Musical mentoring goes high-tech

Club scene veterans can help Baltimore kids learn to create using computers

By Michael Cross-Barnet

Photography by Christy Zuccarini

Sam Hopkins, a native of the Kansas City area and the son of a musician, grew up with a strong sense of the connections between a place and its music. Later, he observed it in the dozens of countries he traveled to, bringing home armfuls of old 45s and LP records from India or Estonia or Israel. And as a part-time DJ and longtime fan of Baltimore club music, he’s highly aware of this city’s unique contributions to dance music culture in recent decades.

 

The style known as Baltimore club originated in the late 1980s and experienced a resurgence in the mid-2000s, and most of the DJs who invented that sound never left. Hopkins, who knows a number of them – including James Nasty (James Gross), Destrukshawn (Shawn Smallwood) and Scottie B – sees them as an untapped resource and a way to inspire creativity and encourage technological know-how in the city’s young people.

“This place has its particular sound, and the people who made it are still around.”

About a year ago, as Hopkins was finishing up his MBA program at the Johns Hopkins Carey School of Business, he began thinking about the possibility of harnessing Baltimore’s distinct musical heritage to address its problems of educational deficiencies and high unemployment.

 

“This place has its particular sound, and the people who made it are still around,” says Hopkins, 30, who now works for the Carey School as a senior writer. “And there’s also this gaping economic hole in the city.”

 

Most kids love music, and Hopkins thinks they could learn a lot from veterans of Baltimore club, a sound that makes heavy use of drum machines, sampling and synthesizers.
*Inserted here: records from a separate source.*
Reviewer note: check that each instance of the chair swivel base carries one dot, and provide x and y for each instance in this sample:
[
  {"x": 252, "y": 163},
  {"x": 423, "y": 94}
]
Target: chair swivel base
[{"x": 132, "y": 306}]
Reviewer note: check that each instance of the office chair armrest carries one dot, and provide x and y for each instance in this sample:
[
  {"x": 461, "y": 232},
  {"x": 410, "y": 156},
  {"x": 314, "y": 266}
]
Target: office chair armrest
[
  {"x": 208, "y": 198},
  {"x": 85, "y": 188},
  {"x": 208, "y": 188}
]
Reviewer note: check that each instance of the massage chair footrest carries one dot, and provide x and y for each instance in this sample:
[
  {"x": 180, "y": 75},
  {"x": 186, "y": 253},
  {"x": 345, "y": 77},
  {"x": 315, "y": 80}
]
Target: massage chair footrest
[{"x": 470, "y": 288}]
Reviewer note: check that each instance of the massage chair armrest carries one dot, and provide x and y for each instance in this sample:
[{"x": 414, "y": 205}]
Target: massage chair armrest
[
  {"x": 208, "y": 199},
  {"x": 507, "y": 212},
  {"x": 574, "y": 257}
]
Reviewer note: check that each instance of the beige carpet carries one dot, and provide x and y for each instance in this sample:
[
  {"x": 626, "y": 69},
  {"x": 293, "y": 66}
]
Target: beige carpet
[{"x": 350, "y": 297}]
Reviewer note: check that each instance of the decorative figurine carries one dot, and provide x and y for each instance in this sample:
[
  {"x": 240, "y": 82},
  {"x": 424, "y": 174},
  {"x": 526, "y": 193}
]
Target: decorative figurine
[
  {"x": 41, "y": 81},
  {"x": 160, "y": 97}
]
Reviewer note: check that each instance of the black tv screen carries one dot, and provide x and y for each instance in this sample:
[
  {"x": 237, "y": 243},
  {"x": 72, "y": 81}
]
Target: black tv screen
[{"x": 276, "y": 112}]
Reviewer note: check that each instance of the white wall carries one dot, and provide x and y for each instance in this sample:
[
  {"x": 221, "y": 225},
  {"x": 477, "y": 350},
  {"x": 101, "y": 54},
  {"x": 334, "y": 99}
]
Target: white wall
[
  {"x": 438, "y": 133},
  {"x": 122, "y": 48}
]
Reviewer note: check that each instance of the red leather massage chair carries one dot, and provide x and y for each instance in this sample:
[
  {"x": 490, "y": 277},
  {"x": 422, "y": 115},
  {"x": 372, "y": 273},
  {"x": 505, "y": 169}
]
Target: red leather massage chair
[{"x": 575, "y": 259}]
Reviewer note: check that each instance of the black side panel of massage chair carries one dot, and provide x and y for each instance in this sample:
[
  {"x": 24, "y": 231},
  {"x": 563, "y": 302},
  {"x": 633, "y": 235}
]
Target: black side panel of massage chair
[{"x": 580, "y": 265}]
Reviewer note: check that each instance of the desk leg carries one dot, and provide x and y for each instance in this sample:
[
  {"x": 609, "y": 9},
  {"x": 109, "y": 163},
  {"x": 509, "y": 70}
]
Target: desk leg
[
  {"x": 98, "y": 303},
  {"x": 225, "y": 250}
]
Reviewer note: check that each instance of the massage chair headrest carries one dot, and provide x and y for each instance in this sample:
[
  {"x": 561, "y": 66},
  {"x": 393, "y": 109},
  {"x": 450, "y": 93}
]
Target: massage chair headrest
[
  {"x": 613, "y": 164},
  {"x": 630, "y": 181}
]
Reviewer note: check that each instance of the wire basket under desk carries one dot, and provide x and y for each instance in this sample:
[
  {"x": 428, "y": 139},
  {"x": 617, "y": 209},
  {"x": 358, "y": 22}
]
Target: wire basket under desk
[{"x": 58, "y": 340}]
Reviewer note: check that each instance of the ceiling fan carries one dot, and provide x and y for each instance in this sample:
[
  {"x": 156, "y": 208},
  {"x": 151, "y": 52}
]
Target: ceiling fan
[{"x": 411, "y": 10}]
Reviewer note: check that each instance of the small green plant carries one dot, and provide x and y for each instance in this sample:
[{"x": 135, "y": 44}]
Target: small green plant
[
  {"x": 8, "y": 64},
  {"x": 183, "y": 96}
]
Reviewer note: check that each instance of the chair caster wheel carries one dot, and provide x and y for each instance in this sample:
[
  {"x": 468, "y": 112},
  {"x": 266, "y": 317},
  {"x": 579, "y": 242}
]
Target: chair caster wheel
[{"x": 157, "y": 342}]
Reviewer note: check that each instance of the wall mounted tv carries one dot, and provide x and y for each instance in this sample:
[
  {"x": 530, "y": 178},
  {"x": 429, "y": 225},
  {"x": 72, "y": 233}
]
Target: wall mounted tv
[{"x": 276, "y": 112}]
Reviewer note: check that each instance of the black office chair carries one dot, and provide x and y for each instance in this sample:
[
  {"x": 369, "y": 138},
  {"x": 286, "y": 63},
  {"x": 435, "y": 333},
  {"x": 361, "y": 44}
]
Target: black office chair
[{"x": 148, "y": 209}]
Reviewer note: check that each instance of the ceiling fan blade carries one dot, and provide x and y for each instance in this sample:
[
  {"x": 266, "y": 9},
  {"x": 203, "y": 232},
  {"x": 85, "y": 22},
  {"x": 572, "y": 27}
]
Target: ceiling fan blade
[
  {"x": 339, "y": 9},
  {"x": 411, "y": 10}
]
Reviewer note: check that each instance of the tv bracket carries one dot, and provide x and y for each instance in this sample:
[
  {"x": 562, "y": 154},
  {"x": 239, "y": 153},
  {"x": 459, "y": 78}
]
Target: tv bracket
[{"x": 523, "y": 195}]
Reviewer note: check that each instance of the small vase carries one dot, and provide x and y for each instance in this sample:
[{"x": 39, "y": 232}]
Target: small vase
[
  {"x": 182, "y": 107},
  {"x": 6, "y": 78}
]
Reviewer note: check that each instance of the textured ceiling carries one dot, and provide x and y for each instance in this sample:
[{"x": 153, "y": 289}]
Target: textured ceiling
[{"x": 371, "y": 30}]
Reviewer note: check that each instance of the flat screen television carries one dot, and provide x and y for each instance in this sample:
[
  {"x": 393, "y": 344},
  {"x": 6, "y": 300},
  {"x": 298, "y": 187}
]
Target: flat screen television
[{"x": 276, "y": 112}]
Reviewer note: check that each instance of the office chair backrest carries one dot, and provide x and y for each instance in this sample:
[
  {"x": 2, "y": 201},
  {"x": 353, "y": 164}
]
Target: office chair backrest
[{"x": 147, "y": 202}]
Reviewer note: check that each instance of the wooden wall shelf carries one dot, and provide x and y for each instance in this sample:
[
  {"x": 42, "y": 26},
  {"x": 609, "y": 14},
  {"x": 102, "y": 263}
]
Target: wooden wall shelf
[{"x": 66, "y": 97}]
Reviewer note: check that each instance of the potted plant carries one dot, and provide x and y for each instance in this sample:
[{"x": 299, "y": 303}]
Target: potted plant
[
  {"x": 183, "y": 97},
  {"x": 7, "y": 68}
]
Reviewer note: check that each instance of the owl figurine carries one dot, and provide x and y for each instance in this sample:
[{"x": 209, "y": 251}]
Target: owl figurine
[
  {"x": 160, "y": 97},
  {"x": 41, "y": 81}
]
What if they could be brought together in a program that tapped the wisdom of Baltimore’s musical elders but focused on computer technology as the gateway to creativity?
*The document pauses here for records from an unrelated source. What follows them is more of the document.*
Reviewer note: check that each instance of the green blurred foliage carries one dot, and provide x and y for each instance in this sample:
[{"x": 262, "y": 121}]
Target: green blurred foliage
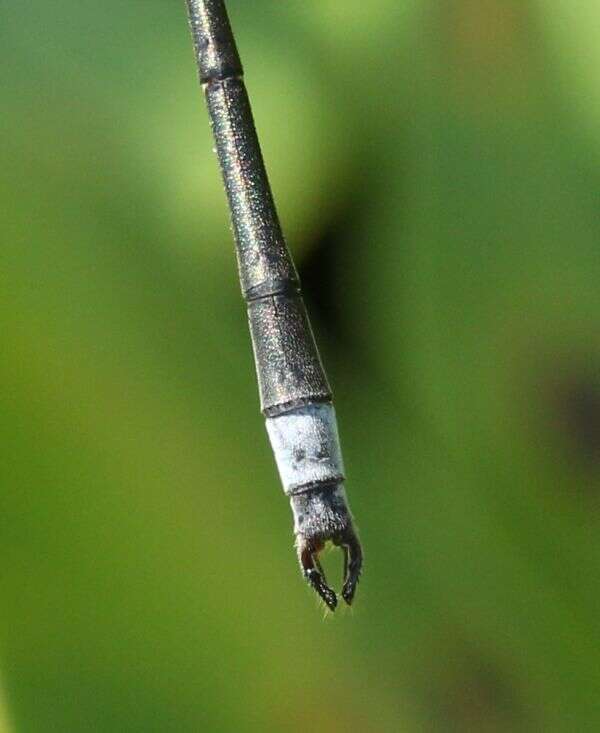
[{"x": 148, "y": 576}]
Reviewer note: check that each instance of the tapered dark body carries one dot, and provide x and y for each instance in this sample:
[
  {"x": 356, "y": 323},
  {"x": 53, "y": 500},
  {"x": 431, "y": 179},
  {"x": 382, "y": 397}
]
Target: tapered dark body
[{"x": 292, "y": 382}]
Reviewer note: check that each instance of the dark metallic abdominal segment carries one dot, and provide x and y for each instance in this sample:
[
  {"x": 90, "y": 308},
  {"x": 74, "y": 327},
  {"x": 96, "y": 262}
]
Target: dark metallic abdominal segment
[{"x": 294, "y": 392}]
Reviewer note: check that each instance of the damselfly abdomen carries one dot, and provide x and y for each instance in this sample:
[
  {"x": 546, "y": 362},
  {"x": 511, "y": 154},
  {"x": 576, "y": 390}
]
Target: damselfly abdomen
[{"x": 294, "y": 392}]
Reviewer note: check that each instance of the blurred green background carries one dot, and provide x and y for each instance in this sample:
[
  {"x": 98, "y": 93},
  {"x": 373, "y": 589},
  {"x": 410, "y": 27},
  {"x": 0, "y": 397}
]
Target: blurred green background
[{"x": 436, "y": 171}]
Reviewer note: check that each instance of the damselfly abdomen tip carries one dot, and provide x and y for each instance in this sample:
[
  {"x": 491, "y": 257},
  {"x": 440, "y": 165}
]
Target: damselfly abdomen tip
[{"x": 295, "y": 396}]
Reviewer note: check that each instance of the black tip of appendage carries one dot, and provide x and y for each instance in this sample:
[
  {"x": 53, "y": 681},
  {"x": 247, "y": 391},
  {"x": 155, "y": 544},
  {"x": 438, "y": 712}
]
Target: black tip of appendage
[{"x": 323, "y": 516}]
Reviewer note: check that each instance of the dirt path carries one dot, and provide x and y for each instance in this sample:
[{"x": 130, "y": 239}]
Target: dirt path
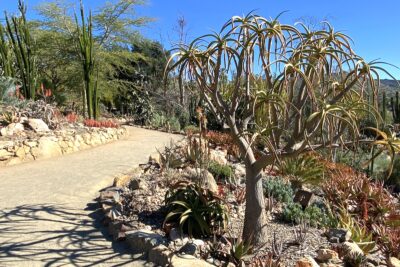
[{"x": 46, "y": 215}]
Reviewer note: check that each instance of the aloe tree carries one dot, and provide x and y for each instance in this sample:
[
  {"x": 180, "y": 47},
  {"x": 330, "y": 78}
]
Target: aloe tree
[
  {"x": 290, "y": 89},
  {"x": 86, "y": 50},
  {"x": 23, "y": 47}
]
Hopkins, who lives in Wyman Park with his wife and two young children, wants kids to develop a deeper understanding of the link between music and technology – for fun, for education and, potentially, for profit. He envisions setting up in a large room in a building in central Baltimore, possibly in the Station North Arts District, where kids could come after school and learn about the technical aspects of contemporary music making: essential skills like laying down tracks and mixing frequencies that require a grasp of math and at least a bit of engineering.

 

The local DJs and musicians Hopkins hopes to bring in as program mentors are not slouches when it comes to technology. Some attended top public high schools in Baltimore and went on to study computer science. And these people know how to earn a living from making music.

 

Hopkins, a linguistics and international studies major who speaks a dozen languages, takes what he calls “an anthropological approach” to understanding music and culture.
“I like to zoom out, and ask, ‘How are the pieces fitting together?’” Hopkins says. “Baltimore club music, urban education, post-industrial economics, and technology: These things don’t always seem like they fit together, but through the hub of music creation on an electronic platform, these things are all touching.”